Mark McClellan, who led CMS in the George W. Bush administration, credits this progress in part to the multiple roles that Conway plays within the agency. A talented data cruncher, Conway also oversees the Center for Clinical Standards and Quality within CMS and is the agency's chief medical officer. In these posts, Conway works with officials throughout the agency to speed feedback to doctors and others participating in CMMI test programs.

"Things like that are not strictly part of CMMI since they go to the more fundamental design of Medicare's data systems and how Medicare interacts with providers, but it is definitely part of his portfolio," says McClellan, who now leads the Health Care Innovation and Value Initiative at the Brookings Institution. "It is making a difference."

The innovation center's future, however, is less certain. The 2010 health care overhaul, which created CMMI, set a fiscal 2019 deadline to spend the $10 billion initially provided by Congress. The law calls for continued funding after that, but GOP opposition could be an obstacle. An even more immediate threat is a draft spending bill released last month from House GOP appropriators that would rescind the center's remaining $6.8 billion.

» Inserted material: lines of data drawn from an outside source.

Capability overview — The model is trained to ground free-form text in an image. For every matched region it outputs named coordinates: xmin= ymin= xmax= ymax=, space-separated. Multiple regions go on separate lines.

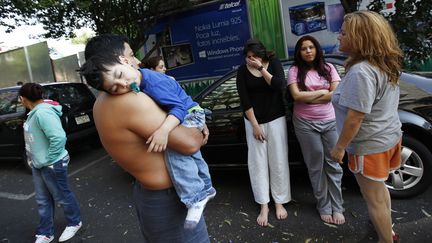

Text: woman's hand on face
xmin=246 ymin=57 xmax=262 ymax=69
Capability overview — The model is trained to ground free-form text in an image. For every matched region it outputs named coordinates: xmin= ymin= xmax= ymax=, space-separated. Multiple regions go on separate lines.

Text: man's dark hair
xmin=84 ymin=34 xmax=129 ymax=60
xmin=78 ymin=54 xmax=121 ymax=91
xmin=18 ymin=83 xmax=43 ymax=102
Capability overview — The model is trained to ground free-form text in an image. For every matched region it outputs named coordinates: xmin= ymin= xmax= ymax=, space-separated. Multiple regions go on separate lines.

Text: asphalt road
xmin=0 ymin=148 xmax=432 ymax=243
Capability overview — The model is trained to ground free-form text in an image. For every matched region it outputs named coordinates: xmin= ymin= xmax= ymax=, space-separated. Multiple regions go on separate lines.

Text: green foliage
xmin=71 ymin=32 xmax=94 ymax=44
xmin=368 ymin=0 xmax=432 ymax=70
xmin=0 ymin=0 xmax=194 ymax=50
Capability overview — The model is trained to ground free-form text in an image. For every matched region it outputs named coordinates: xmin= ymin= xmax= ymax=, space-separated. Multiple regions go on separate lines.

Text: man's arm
xmin=146 ymin=115 xmax=180 ymax=152
xmin=124 ymin=93 xmax=203 ymax=155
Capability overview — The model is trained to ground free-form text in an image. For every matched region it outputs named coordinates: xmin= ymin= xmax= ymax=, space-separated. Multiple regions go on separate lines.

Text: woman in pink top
xmin=288 ymin=36 xmax=345 ymax=224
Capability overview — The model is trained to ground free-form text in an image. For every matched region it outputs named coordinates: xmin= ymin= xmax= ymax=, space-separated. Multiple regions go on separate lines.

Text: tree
xmin=0 ymin=0 xmax=203 ymax=50
xmin=368 ymin=0 xmax=432 ymax=69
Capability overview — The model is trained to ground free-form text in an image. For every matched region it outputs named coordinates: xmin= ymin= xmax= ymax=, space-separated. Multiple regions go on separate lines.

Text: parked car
xmin=194 ymin=55 xmax=432 ymax=198
xmin=0 ymin=82 xmax=100 ymax=168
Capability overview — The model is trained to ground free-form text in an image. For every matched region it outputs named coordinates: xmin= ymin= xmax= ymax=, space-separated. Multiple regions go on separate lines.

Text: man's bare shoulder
xmin=93 ymin=92 xmax=166 ymax=137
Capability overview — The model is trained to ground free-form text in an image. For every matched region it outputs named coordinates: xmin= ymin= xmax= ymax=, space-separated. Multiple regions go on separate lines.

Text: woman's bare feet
xmin=333 ymin=212 xmax=345 ymax=225
xmin=257 ymin=204 xmax=269 ymax=227
xmin=320 ymin=214 xmax=334 ymax=224
xmin=275 ymin=203 xmax=288 ymax=219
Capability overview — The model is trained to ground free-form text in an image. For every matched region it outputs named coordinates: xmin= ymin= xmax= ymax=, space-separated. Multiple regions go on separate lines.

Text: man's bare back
xmin=93 ymin=92 xmax=203 ymax=190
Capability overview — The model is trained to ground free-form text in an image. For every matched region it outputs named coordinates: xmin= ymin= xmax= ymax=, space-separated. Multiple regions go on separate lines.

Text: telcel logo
xmin=219 ymin=0 xmax=241 ymax=10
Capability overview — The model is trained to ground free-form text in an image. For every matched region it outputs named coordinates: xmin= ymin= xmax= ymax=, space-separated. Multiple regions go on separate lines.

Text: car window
xmin=201 ymin=76 xmax=240 ymax=111
xmin=0 ymin=90 xmax=25 ymax=115
xmin=44 ymin=85 xmax=92 ymax=105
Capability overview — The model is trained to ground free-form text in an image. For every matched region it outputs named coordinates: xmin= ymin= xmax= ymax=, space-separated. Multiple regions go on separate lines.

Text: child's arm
xmin=146 ymin=115 xmax=180 ymax=152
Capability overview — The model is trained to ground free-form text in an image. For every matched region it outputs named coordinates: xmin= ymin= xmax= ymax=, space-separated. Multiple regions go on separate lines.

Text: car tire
xmin=90 ymin=137 xmax=102 ymax=149
xmin=386 ymin=135 xmax=432 ymax=198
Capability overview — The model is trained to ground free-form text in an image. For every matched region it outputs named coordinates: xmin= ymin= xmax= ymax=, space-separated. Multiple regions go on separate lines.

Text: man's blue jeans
xmin=32 ymin=155 xmax=81 ymax=236
xmin=165 ymin=149 xmax=213 ymax=207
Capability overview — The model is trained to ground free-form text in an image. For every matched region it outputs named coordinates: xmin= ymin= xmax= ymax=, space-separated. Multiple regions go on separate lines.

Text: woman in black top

A pediatrician who graduated from Baylor College of Medicine in 2002, Conway brings added credibility by continuing to practice medicine. The married father of three small children finds time for weekend shifts every six weeks or so at a children's hospital, work that he describes as "recharging" for him.

Conway frequently recalls how he witnessed, early in his training, the death of a baby due to an infection from a tube placed in the chest. At the time, many doctors considered such hospital-acquired infections unavoidable. Since then, there's been a campaign to head them off with more thorough cleaning of skin and equipment, with some of this work done by CMMI projects.

Conway says he sees a rapidly accelerating "trajectory of improvement" currently taking place in American health care. "It's really moving in the right direction."